FILMES QUE EU VI - 13: "CURTINDO A VIDA ADOIDADO"

Despretensioso, um filme típico para ser exibido em alguma sessão de filmes com o nome de "Sessão Aventura", "Sessão da Tarde", "Cine Aventura"... E, sim, ele já foi exibido inúmeras vezes nas sessões de filmes com esses títulos. Eu, infelizmente, não fui vê-lo no cinema. Assisti pela primeira vez na Sessão da Tarde. Amei! Mas, como sabemos, a Rede Globo tem por hábito picotar os filmes para que eles caibam em sua grade de programação. Então eu corri até uma vídeo locadora e loquei a fita de VHS, para assistir, sem cortes, no vídeo cassete.

Sabe aqueles dias que você abre as cortinas do quarto, vê um dia perfeito mas sabe que nem vai poder aproveitar? É num desses que Ferris decide que, qual o que, vai aproveitá-lo sim, senhor. Assim sendo, ele se faz de doente e consegue a permissão dos pais pra faltar na escola. Assim que os dois tontos saem de cena, Ferris começa a falar com o público (é, você!) e em 3 minutos dá uma lição simples de como matar aula. No caminho pro banho o cara faz um monólogo genial sobre escola, carros, política e Beatles. 

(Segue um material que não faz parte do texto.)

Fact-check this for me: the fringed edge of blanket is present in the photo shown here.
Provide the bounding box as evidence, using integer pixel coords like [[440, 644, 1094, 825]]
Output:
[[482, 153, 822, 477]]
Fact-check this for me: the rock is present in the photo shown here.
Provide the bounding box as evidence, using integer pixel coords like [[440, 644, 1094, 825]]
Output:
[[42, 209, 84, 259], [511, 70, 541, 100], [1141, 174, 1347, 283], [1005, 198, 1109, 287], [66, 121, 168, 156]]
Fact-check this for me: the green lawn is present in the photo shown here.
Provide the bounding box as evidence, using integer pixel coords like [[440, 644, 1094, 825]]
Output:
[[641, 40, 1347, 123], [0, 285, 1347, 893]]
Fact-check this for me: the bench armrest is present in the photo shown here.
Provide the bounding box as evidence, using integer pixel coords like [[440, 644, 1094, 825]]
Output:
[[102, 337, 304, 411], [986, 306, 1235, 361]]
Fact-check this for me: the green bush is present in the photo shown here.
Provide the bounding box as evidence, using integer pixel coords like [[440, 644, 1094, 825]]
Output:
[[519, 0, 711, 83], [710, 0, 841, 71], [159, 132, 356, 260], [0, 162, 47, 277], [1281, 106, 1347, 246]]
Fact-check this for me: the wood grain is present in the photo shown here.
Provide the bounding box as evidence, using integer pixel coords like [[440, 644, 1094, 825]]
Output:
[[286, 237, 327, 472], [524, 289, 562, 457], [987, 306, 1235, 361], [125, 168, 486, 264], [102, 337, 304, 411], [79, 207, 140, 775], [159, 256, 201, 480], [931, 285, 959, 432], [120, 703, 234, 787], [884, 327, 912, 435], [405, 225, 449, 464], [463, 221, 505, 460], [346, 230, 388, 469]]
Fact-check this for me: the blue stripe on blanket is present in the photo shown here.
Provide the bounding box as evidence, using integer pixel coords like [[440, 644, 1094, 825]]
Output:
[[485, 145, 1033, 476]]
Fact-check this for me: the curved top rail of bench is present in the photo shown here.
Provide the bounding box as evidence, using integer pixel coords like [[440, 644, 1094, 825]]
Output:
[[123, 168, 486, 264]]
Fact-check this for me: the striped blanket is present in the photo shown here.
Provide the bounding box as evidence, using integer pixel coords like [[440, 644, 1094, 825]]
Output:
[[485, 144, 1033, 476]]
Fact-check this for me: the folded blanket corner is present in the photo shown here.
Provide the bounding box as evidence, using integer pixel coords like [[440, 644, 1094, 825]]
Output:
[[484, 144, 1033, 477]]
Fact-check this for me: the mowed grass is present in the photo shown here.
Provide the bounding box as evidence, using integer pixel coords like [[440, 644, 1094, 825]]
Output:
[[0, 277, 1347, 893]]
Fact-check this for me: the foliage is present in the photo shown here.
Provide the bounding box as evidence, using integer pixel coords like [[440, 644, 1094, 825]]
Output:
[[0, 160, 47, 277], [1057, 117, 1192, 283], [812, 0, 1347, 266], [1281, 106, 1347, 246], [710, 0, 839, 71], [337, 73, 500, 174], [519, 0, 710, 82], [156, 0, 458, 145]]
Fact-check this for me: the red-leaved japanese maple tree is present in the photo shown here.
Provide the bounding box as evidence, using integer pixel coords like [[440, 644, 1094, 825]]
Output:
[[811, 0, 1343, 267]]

Um dia eu tentei anotar algumas das coisas mais legais que ele falava, mas quando vi que já tava quase no meio do filme e eu não parava de escrever, resolvi deixar pra lá pelo bem do meu pulso. Mas não é só isso. "Curtindo a Vida Adoidado" - pasme! - é um filme filosófico. Não, eu não estou procurando vida em Marte. À primeira vista, o filme pode parecer uma aventura cheia de sequências pra lá de engraçadas e eletrizantes. Entretanto, tem muito mais. Por favor, tenha paciência para ler o texto deste artigo até o final e depois - mesmo se você já tiver assistido - corra e dê um jeito de assistir a este filmaço outra vez. 

"Carpe diem" (aproveite o dia) 


Em 1990, a então primeira-dama dos Estados Unidos, Barbara Bush, dirigia-se a uma plateia de estudantes da Universidade Wellesley, em Massachusetts, quando resolveu expor aos presentes uma interessante visão filosófica sobre o mundo: 
"Encontrem a alegria na vida, porque como disse Ferris Bueller em seu dia de curtir a vida adoidado (on his day off – no original), 'A vida se move muito rápido; se você não parar e olhar em volta de vez em quando, você pode perdê-la!'" 
A esposa do presidente George Bush [pai] se referia à visão de mundo de Ferris Bueller (Mattew Broderick, brilhante), protagonista daquele que é considerado um dos maiores filmes adolescentes já produzidos: Curtindo a vida adoidado. Com uma estrutura narrativa simples, a obra nos leva ao dia em que Ferris, sua namorada Sloane (Mia Sara) e o neurótico amigo Cameron (Alan Ruck), decidem matar aula e sair para farrear nas ruas de Chicago. 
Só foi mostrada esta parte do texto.